KNT-CT、子会社と代表取締役の異動を発表 2025年3月期は7.5%増収

  • 2025年5月13日

 KNT-CTホールディングスは2025年3月期の決算を発表し、海外旅行需要の回復などを背景に増収を確保した。一方で、公務受託事業の減少や人的・システム投資の増加により営業利益は減少となった。併せて同社は、子会社再編や資本政策、人事異動も公表した。

 2025年3月期連結決算は、売上高が前年比7.5%増の2745億円。海外旅行を中心に取り扱いが増加、ヨーロッパ方面の添乗員同行ツアーやクルーズ商品、訪日旅行向けの多言語サイトによる需要取り込みなどが奏功した。一方、営業利益は60億4000万円(前年比16.9%減)、経常利益は67億76百万円(同15.1%減)。当期純利益は、投資有価証券売却益等を計上し76億8000万円で同1.9%の微増となった。

 こうした中、同社は子会社の異動と財務体制の見直しも発表。連結子会社クラブツーリズムの完全子会社であるクラブツーリズム・ライフケアサービス(LCS)が行う生活周辺事業をクラブツーリズム本体に吸収分割した上で、LCSの全株式を介護事業を手がける揚工舎に譲渡する。これによりLCSは連結子会社から除外される。

 さらに、財務健全化策として資本準備金79億5710万円のうち、79億3210万円を減額し、繰越損失の解消に充当する剰余金処分を実施する。これにより純資産額に変動は生じないが、機動的な資本政策の遂行が可能となる。今回の施策は6月開催の定時株主総会での承認を経て、7月末に効力を発する予定だ。

 人事面では、6月17日開催の株主総会後、代表取締役会長の米田昭正氏が取締役会長となり、代表取締役専務の三宅貞行氏が代表取締役副社長に、専務取締役の中之坊健介氏が代表取締役専務に就任する。新体制は事業構造改革の一層の推進を目的としたもの。
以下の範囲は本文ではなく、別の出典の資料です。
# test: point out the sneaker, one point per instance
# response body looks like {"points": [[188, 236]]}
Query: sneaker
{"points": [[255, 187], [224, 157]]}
 KNT-CTは本年創立70周年を迎え、さまざまな新規事業にも取り組んでいる。ロサンゼルスには日本食の魅力発信などを行う現地法人を4月に設立し、訪日意欲の喚起と海外での認知度向上を狙う。さらに高付加価値商品の強化やユニバーサルツーリズムの拡充など、持続可能な成長を目指す動きが加速している。